It will happen this weekend, somewhere, in every league in the country: a referee will get one wrong. The offside that wasn't. The charge that was clearly a block. The strike three that was six inches outside. And in that moment, every player on the wrong end of the call gets handed a test that has nothing to do with the referee.
The math of arguing
Start with the cold, practical truth, because competitive kids respect it: arguing a call has never once changed it. Not in your league, not in the World Cup. The success rate of complaining to a referee is zero. Meanwhile, the costs are real and immediate:
- The arguing player is mentally out of the game for the next 30–60 seconds — often the exact seconds when the opponent is attacking.
- Referees are human. A player or team that complains all game does not get the benefit of the doubt on the next close call.
- Cards, technicals, and warnings accumulate for dissent — penalties a team hands to its opponent for free.
So the question for players isn't “was the call fair?” It's “am I willing to pay all of that to express my opinion?” Framed that way, most athletes get it.
What great players do instead
Watch the best players in any sport after a bad call. There's usually a flash of reaction — they're human — and then something remarkable: they turn away from the referee and toward the game. Many captains will calmly ask one question (“what did you see?”) and accept the answer. Then it's over. The call joins the weather and the field conditions in the category of things I don't control.
Control the controllables. The whistle isn't one of them. Your response is.
Teach players a specific physical response to a bad call: turn your body away from the official, clap once, and get into position early. The early positioning matters — it converts the frustration into an actual competitive edge, because the annoyed team is usually the disorganized team for the next play.

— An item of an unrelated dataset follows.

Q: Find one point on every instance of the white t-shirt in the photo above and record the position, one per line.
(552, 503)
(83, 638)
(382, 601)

Use it as motivation — the right way
There's a healthy version of playing angry at a bad call, and young athletes should be taught it explicitly: make the call irrelevant. Down a goal because of a phantom penalty? Good — now the team's job is to be so much better that one call can't decide the game. Some of the most focused stretches a team will ever play come in the minutes after an injustice, when a coach channels it: “They gave us a reason. Go take it back.”
Coaches and parents set the ceiling
Here's the uncomfortable part: players almost never handle officials better than the adults around them do. If the coach spends the game barking at the referee, the players learn that officiating is a valid explanation for losing. If parents howl from the sideline, kids learn that calls are worth howling about. The adults set the ceiling for composure, and the players live under it.
Coaches: designate yourself or one captain as the only voice that speaks to officials, and keep it respectful. Parents: cheer effort, stay silent on calls. It's a competitive strategy disguised as good manners.
The bigger lesson
Life is full of bad calls. The promotion that went to someone else. The grade that felt unfair. The break that didn't come. Young athletes who learn to respond to unfairness with focus instead of self-pity are practicing one of the most valuable skills adulthood requires. The referee's mistake lasts a moment. The response players train becomes who they are.
Put it into practice this week
- Players: Pick your physical routine for bad calls now: turn away, clap once, get to your spot early. Decide before the game so the moment doesn't decide for you.
- Coaches: Name one voice — you or a captain — as the only person who speaks to officials, and tell the referee before kickoff. Refs notice, and it buys goodwill all game.
- Parents: Try one full game of total silence on officiating. Cheer effort only. Notice how much more of your kid's actual play you see.
Common questions
Shouldn't players stand up for themselves when calls are clearly wrong? There's a difference between advocacy and dissent. A captain calmly asking “what did you see?” once is advocacy. Everything beyond that costs focus and goodwill while changing nothing. Teach players that their best advocacy is making the next play so well the call stops mattering.
What about genuinely dangerous officiating — reckless play going unpunished? That's the adults' job, not the players'. A coach should address safety concerns with officials directly and through the proper league channels. Players keep playing; adults handle safety.